Writing it down also preserved God’s message. When the people did forget God’s law because they were unfaithful to God, His message was still preserved. Hundreds of years later in the midst of King Josiah’s temple-cleaning project, Hilkiah the high priest finds a scroll. He delivers it to Shaphan the scribe: “Look! We found the scroll. We found the Law of the LORD!” They read it, and Josiah is stirred to further action.
Because God’s law was written down, it was preserved. And when they found it, God’s people who had forgotten His way knew God’s will once again!
Now, a question. In the jungles of South America—or on an island in the South Pacific—lives a remote and illiterate, but intelligent, people group. What would these people do if they discovered a book with God’s words in it?
Or a more pertinent question: What will they do when the book of God’s Word is translated into their language?
Maybe a few will try hard, stumble through, and get a little of the idea, at least the gist of what is being said. But many would not even attempt to read it. They’re illiterate, having never learned to read in their own language.
So what’s to be done if the Bible is translated into their language which they can’t read?
Well, an audio version of the Bible should be recorded, right? Yes, and it certainly will be! But there are many benefits of having access to written text and being able to read it. Think, for example, of how often you quickly look up a reference and skim the content.
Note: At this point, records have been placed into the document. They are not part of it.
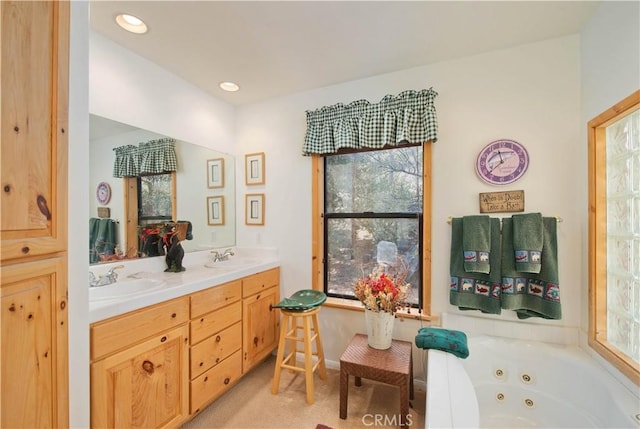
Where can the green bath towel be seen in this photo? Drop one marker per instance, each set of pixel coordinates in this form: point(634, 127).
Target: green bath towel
point(476, 243)
point(469, 290)
point(527, 242)
point(102, 238)
point(531, 294)
point(447, 340)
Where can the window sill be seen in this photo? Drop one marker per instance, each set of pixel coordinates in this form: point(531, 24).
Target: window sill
point(353, 305)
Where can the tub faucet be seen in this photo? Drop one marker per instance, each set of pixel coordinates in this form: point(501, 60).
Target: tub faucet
point(109, 278)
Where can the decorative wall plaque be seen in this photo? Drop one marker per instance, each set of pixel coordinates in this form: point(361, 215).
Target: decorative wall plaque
point(502, 202)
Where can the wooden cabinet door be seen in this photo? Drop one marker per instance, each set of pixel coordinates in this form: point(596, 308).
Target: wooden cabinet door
point(260, 324)
point(33, 329)
point(144, 386)
point(33, 128)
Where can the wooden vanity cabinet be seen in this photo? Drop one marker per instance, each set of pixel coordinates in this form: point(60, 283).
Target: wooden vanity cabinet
point(34, 53)
point(140, 368)
point(216, 342)
point(161, 365)
point(260, 321)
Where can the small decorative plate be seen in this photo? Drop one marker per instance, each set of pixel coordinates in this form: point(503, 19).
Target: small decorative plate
point(103, 192)
point(502, 162)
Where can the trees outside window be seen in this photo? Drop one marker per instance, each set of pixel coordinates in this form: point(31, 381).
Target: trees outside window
point(614, 235)
point(373, 217)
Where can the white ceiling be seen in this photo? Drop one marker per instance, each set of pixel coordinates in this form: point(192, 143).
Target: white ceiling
point(277, 48)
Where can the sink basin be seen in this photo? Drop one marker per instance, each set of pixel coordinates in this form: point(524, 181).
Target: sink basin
point(124, 289)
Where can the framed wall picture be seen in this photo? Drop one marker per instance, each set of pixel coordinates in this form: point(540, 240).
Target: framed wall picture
point(254, 209)
point(215, 210)
point(254, 168)
point(215, 173)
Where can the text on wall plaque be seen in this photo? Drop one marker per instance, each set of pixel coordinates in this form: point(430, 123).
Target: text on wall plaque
point(499, 202)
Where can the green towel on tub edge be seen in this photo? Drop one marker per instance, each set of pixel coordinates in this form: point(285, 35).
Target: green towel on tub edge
point(451, 341)
point(530, 294)
point(471, 290)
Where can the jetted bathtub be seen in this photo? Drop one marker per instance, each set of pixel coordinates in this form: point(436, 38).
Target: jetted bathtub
point(511, 383)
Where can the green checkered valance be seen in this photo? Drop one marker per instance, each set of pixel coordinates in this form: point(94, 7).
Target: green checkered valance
point(409, 117)
point(127, 163)
point(152, 157)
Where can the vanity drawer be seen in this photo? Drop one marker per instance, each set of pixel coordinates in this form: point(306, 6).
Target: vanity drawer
point(114, 334)
point(208, 324)
point(216, 381)
point(215, 297)
point(215, 349)
point(259, 282)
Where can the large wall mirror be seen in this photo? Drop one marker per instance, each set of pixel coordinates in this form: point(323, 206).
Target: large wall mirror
point(203, 191)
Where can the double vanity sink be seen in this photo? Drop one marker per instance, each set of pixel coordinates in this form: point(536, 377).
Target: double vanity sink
point(143, 282)
point(165, 345)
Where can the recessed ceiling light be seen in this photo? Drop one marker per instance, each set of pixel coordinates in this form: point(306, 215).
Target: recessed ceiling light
point(229, 86)
point(131, 23)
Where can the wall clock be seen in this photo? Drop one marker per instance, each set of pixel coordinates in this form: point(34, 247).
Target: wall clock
point(103, 192)
point(502, 162)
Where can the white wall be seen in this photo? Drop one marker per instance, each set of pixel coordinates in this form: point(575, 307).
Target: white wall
point(610, 64)
point(130, 89)
point(78, 213)
point(529, 93)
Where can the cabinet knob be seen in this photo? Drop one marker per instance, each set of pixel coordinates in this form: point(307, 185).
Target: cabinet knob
point(42, 206)
point(148, 367)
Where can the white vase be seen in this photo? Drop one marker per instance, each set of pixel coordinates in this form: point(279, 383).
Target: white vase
point(379, 328)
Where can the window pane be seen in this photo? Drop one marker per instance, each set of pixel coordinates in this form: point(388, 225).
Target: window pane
point(623, 234)
point(356, 246)
point(380, 181)
point(155, 196)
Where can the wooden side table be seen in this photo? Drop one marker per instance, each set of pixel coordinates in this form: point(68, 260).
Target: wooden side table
point(392, 366)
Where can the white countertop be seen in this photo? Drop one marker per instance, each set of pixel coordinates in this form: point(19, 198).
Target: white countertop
point(196, 277)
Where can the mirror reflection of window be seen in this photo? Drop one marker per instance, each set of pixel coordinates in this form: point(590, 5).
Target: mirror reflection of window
point(154, 198)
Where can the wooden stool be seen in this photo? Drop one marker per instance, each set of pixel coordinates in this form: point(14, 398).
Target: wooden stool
point(289, 331)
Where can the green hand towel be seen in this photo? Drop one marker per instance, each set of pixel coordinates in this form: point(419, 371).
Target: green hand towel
point(476, 243)
point(454, 342)
point(530, 294)
point(527, 242)
point(102, 238)
point(469, 290)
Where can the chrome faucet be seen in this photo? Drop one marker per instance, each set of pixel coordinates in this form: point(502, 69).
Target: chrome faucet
point(217, 256)
point(109, 278)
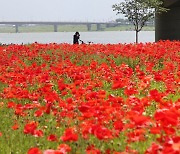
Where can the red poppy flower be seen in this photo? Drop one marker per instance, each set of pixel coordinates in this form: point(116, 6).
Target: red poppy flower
point(34, 150)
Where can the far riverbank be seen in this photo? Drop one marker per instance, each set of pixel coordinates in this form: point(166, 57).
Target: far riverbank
point(67, 28)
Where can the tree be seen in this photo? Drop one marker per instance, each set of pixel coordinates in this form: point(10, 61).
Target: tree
point(139, 11)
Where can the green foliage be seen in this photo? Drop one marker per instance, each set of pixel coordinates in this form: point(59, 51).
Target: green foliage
point(138, 12)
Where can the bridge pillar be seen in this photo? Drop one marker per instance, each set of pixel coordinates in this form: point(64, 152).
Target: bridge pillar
point(89, 27)
point(55, 28)
point(98, 27)
point(167, 25)
point(17, 28)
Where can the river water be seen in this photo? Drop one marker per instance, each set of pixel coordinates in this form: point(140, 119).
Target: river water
point(112, 37)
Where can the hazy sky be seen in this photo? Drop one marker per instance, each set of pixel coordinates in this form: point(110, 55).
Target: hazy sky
point(57, 10)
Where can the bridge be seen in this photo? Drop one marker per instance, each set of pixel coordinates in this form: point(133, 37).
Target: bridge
point(167, 24)
point(17, 24)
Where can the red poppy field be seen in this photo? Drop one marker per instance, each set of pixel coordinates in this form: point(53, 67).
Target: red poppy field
point(90, 99)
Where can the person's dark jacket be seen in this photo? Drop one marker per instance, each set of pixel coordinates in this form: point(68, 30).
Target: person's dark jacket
point(76, 39)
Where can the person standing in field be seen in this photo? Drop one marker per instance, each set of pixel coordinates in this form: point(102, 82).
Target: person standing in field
point(76, 37)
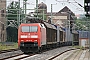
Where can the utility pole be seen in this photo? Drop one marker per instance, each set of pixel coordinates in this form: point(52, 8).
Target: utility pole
point(25, 10)
point(51, 14)
point(37, 7)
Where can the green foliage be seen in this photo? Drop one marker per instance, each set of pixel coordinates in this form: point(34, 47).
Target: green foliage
point(12, 34)
point(40, 14)
point(13, 14)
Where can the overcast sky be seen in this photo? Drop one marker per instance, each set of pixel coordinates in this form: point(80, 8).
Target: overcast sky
point(74, 7)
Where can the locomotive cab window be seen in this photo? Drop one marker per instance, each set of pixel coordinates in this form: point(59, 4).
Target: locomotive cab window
point(29, 28)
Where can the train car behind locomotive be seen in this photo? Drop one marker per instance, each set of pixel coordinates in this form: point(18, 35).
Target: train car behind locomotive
point(30, 37)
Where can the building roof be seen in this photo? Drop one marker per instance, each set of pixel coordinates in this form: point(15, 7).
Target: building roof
point(67, 10)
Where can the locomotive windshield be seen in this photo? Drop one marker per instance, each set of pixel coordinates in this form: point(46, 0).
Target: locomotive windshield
point(29, 28)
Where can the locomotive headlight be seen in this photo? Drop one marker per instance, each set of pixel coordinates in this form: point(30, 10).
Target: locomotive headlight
point(23, 36)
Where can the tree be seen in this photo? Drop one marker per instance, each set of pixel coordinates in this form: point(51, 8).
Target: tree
point(13, 11)
point(82, 24)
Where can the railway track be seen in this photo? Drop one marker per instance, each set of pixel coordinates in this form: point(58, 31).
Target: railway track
point(9, 50)
point(46, 55)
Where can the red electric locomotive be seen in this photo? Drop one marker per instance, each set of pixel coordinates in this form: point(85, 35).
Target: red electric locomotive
point(31, 37)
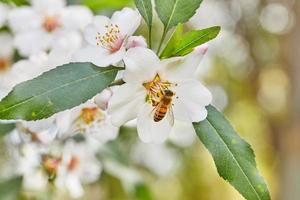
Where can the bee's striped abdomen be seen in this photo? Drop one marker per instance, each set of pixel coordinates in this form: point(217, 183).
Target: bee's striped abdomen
point(160, 113)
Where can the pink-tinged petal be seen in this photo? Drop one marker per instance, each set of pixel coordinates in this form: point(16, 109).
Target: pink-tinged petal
point(125, 103)
point(6, 47)
point(76, 17)
point(150, 131)
point(194, 97)
point(141, 65)
point(136, 41)
point(181, 68)
point(98, 56)
point(97, 26)
point(33, 42)
point(24, 19)
point(128, 20)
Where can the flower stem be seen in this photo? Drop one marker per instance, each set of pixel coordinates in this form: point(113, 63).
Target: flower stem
point(161, 41)
point(150, 37)
point(117, 82)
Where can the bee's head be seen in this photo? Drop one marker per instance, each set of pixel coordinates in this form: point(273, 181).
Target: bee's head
point(168, 93)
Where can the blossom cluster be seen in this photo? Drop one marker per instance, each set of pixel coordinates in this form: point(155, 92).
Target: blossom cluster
point(162, 98)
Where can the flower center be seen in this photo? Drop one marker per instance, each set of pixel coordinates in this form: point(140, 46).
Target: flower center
point(89, 115)
point(51, 23)
point(74, 163)
point(51, 164)
point(4, 64)
point(111, 40)
point(156, 89)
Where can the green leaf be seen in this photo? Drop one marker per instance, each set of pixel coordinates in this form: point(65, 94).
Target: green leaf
point(6, 128)
point(104, 4)
point(173, 12)
point(10, 189)
point(62, 88)
point(176, 37)
point(145, 9)
point(181, 45)
point(234, 158)
point(142, 192)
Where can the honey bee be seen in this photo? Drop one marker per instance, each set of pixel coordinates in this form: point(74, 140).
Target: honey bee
point(164, 107)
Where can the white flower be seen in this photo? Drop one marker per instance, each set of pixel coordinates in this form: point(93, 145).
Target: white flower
point(87, 119)
point(136, 41)
point(79, 165)
point(107, 38)
point(39, 28)
point(183, 134)
point(156, 91)
point(4, 10)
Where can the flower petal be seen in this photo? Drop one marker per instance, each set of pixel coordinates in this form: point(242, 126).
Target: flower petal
point(6, 47)
point(141, 65)
point(128, 20)
point(194, 97)
point(125, 103)
point(24, 18)
point(98, 56)
point(4, 10)
point(76, 17)
point(32, 42)
point(183, 134)
point(48, 7)
point(150, 131)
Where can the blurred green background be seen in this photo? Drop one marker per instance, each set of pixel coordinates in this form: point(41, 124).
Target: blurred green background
point(254, 73)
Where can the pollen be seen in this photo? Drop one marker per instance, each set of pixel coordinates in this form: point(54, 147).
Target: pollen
point(111, 39)
point(88, 115)
point(51, 164)
point(51, 23)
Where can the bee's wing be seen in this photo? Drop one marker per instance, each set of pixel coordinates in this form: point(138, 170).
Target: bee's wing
point(170, 116)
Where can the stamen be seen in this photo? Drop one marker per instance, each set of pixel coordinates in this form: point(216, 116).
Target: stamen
point(51, 23)
point(73, 164)
point(111, 39)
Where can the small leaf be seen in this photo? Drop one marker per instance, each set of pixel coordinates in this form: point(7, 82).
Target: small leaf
point(6, 128)
point(145, 9)
point(62, 88)
point(173, 12)
point(10, 189)
point(233, 157)
point(176, 37)
point(183, 44)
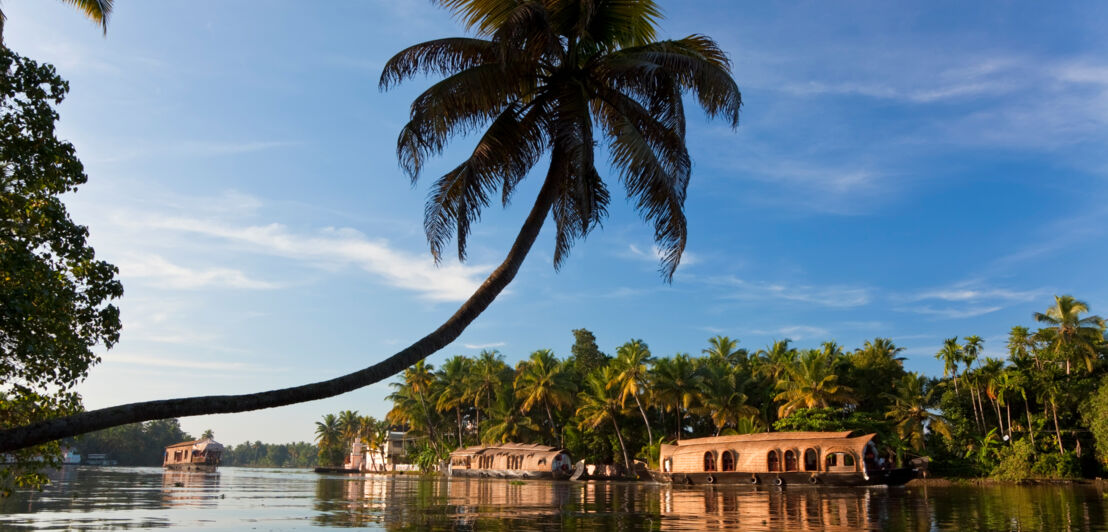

Also, Scripture text available digitally can be searched.
Really, illiteracy is simply a form of ignorance. It limits creative expression and learning, and becomes a disadvantage in interacting with the rest of the world—which even the remotest peoples increasingly need to do. There are plenty of others ready to take advantage of their inability to read and write.
Literacy, we feel, is crucial to planting sustainable churches. Here’s why:
- Literacy embodies the lesson that, yes, God has endowed them with abilities to learn and develop just like any other people. He is a good and impartial God.
- Literacy expands their world as they learn new, creative ways of expressing and exploring ideas through writing and reading.
- Literacy opens God’s Word to them. As individuals and as a new church, with full access to God’s Word they seek His will and learn to know and follow Him together.